Al nostro eroe tocca il pettorale 87, l'ultimo della prova inaugurale della rassegna che consacra il suo connazionale Ole Einar Bjoerndalen con quattro ori su quattro. Quando ormai il marito di Nathalie Santer sembra rassegnato al secondo posto, rimpiangendo l'errore commesso al secondo e al terzo poligono, la crudeltà del fondo-e-spara si manifesta all'ultimo poligono.

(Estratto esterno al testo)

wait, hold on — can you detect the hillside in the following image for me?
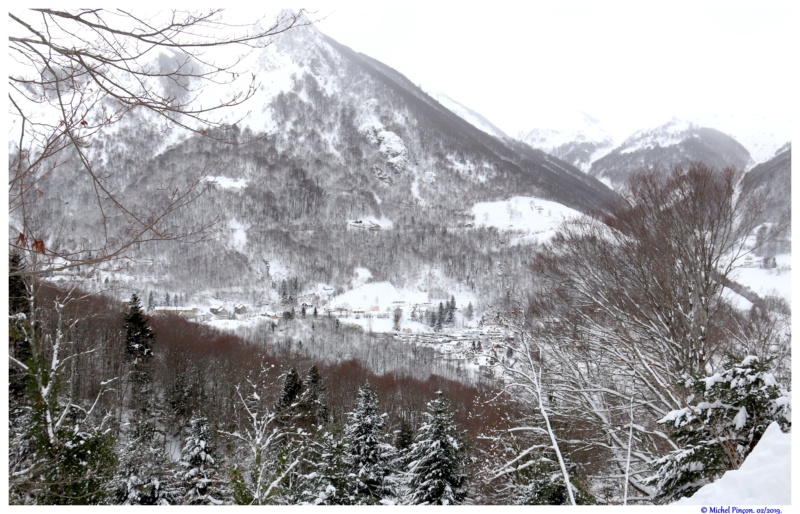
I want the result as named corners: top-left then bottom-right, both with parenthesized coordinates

Andresen è perfetto per 4 dei 5 giri. Si presenta con 1 minuto mezzo di vantaggio su Bjoerndalen per affrontare la serie finale in piedi. Chiude i primi due. Gliene basta forse solo un altro per mettersi in tasca il titolo a Cinque cerchi e invece manca i tre successivi. Il dramma di quel giorno lo accompagna tuttora in quella che mi piace definire sindrome di Andresen.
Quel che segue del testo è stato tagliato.